As you can see, you have to juggle the registers and really make use of them. You can’t just dedicate PH and PL for addresses and use B and A for arithmetics, it will make code really inefficient (and sometimes even make some things impossible to implement).

I have already got some basic understanding about llvm backend architecture. I started porting and, to be honest, I’m completely overwhelmed with the complexity and that’s why I ask your advice.

My idea with llvm is to make some kind of virtual machine on top of my processor, which will have some number of “registers” of various width in memory and will be able to perform arbitrary arithmetics between them, each operation unfolding into bunch of real assembly. Another idea is to have no registers at all exposed to the code generator and make it perform all calculations on stack (which is going to be a floating mapping from one memory region to another; SP-relative addressing will be just an access by a constant address).
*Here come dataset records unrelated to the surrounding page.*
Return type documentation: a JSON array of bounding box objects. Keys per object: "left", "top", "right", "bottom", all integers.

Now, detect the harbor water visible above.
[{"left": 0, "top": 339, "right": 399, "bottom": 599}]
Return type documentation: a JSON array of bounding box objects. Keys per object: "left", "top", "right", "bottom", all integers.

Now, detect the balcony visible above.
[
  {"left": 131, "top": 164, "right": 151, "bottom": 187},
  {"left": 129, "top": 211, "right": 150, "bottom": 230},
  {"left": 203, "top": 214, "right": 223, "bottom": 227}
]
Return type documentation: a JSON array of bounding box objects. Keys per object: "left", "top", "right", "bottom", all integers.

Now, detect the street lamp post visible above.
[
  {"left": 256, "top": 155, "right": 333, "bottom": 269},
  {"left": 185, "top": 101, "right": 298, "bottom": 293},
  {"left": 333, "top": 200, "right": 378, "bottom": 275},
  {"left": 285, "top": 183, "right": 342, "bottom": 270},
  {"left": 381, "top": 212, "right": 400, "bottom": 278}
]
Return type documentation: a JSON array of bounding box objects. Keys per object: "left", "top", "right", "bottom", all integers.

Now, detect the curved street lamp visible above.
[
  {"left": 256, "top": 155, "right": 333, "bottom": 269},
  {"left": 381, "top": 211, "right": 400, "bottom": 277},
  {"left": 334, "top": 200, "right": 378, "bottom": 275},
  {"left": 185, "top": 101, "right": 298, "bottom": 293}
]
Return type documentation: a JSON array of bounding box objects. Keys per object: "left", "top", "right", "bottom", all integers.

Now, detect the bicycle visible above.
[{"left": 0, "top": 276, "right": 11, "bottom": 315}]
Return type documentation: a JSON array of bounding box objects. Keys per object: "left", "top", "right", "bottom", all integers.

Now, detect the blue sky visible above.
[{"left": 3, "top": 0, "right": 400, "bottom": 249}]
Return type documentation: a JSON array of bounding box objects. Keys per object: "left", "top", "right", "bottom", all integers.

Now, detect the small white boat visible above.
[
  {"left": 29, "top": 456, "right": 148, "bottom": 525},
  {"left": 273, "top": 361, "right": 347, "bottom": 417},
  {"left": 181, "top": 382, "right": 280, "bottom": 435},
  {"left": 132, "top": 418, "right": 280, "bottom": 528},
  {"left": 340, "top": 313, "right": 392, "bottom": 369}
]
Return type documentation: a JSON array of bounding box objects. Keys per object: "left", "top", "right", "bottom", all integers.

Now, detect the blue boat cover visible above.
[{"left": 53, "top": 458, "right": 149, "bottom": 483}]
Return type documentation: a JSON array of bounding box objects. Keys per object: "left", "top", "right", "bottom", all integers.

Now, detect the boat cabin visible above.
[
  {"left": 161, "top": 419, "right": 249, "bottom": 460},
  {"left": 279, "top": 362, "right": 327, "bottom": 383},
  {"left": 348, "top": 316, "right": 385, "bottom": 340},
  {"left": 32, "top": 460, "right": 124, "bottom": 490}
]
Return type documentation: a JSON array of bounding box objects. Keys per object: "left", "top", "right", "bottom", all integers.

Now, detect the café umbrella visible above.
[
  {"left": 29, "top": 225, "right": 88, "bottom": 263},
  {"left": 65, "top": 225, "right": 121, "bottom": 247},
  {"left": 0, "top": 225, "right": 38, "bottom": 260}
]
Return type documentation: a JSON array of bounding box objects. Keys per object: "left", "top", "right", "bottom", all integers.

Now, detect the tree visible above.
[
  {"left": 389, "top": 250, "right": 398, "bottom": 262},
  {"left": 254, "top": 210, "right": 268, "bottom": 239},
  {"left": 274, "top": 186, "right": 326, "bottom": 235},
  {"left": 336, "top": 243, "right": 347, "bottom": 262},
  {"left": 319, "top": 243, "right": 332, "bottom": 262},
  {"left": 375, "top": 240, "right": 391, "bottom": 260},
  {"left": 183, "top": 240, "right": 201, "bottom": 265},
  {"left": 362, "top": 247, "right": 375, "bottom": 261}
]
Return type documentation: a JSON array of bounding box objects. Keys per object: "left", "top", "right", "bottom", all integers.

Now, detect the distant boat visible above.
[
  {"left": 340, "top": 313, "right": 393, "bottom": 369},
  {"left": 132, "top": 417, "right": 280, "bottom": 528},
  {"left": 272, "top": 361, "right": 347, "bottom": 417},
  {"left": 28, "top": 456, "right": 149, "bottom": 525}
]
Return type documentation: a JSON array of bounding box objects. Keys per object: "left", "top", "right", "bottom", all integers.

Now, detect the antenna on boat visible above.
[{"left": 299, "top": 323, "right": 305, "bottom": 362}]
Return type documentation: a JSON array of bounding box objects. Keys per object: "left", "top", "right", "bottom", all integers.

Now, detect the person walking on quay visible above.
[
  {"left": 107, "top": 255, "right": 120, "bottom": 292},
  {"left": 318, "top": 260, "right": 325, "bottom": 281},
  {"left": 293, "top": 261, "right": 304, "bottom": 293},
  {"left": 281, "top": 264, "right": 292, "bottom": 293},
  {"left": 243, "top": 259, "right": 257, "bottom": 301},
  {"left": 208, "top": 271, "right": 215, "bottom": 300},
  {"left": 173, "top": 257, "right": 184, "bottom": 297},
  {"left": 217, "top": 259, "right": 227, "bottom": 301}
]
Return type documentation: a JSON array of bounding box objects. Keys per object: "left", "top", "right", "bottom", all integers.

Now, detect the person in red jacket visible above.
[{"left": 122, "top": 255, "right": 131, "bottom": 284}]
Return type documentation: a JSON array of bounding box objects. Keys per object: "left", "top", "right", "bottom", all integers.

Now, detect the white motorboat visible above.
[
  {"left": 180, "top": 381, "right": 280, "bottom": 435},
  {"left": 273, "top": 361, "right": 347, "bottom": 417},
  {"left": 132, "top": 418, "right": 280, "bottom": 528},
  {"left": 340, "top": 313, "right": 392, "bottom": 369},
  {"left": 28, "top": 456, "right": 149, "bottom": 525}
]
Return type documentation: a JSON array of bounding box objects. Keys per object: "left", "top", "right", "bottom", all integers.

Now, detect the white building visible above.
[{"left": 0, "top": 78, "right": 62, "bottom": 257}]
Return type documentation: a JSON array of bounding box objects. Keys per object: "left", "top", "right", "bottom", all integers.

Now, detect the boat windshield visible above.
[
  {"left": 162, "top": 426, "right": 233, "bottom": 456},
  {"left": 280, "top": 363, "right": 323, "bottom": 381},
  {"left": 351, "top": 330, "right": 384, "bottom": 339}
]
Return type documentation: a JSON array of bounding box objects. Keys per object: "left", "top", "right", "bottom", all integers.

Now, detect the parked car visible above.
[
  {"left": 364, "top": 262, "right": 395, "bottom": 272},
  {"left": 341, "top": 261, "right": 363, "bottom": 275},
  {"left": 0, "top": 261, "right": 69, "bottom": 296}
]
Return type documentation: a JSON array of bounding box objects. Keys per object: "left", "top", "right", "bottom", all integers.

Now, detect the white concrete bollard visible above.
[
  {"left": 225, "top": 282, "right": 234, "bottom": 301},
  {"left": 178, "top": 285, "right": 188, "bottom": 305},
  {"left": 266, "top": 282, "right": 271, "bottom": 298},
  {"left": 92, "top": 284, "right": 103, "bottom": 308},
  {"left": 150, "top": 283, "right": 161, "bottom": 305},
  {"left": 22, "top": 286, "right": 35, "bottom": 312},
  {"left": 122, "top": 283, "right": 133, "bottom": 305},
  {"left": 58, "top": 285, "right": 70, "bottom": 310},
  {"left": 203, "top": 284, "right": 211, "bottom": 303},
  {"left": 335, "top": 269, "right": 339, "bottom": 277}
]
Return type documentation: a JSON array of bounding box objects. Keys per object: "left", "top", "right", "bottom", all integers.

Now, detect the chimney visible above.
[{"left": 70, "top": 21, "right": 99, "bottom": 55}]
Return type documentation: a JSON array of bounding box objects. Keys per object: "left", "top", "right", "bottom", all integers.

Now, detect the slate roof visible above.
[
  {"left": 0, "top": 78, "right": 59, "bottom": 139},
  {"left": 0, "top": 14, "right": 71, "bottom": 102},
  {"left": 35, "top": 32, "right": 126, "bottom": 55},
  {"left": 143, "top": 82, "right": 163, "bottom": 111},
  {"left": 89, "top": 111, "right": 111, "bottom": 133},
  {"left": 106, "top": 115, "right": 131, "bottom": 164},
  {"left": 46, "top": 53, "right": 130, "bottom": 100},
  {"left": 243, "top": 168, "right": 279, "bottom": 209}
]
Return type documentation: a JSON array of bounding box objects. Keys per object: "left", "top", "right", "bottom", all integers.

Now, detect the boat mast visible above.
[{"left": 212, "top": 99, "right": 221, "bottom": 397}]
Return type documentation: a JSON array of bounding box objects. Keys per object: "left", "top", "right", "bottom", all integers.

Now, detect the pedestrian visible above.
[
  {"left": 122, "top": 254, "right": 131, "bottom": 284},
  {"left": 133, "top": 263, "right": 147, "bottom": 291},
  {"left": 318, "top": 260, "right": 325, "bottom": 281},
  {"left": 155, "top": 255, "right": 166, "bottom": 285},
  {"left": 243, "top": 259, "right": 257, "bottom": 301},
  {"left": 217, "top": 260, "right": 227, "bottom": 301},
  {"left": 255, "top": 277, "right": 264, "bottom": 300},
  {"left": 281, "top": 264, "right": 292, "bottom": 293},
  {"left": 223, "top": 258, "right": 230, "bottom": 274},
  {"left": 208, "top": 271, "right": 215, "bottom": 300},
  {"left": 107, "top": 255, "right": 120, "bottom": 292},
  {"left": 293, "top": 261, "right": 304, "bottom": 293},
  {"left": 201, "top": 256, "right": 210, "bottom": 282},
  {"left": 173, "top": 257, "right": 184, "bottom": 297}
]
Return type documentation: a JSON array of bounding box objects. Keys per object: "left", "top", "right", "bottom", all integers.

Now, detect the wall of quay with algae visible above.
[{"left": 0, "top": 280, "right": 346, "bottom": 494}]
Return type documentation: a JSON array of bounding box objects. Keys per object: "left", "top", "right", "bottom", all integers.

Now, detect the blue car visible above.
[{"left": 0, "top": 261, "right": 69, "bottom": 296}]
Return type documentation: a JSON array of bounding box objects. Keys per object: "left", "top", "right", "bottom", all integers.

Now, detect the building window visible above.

Both ways are actually the same because in both cases computations will be performed between constant locations in memory, but they are different from the code generator point of view.

Considering all of this, I have following questions:

  1. Is it even realistic to port LLVM on that?
  2. What’s the best way to make virtual instructions and unfold them into real machine code?
  3. Which approach - based on virtual registers or based on stack is easier to implement on llvm?
  4. Maybe I’m overseeing something and there’s a better approach?

Thanks in advance for your replies.

This doesn’t answer your questions directly but there is a 6502 backend for llvm and there was a talk about it recently.

The limited registers and hardware stack seem to line up. That could at least give you an idea of what is possible overall, even if the details are still difficult to work out.

1 Like

Thank you, David! This looks surprisingly very close to what I want to do. They have even gone stackless for non-recursive cases. I did the same in my small compiler.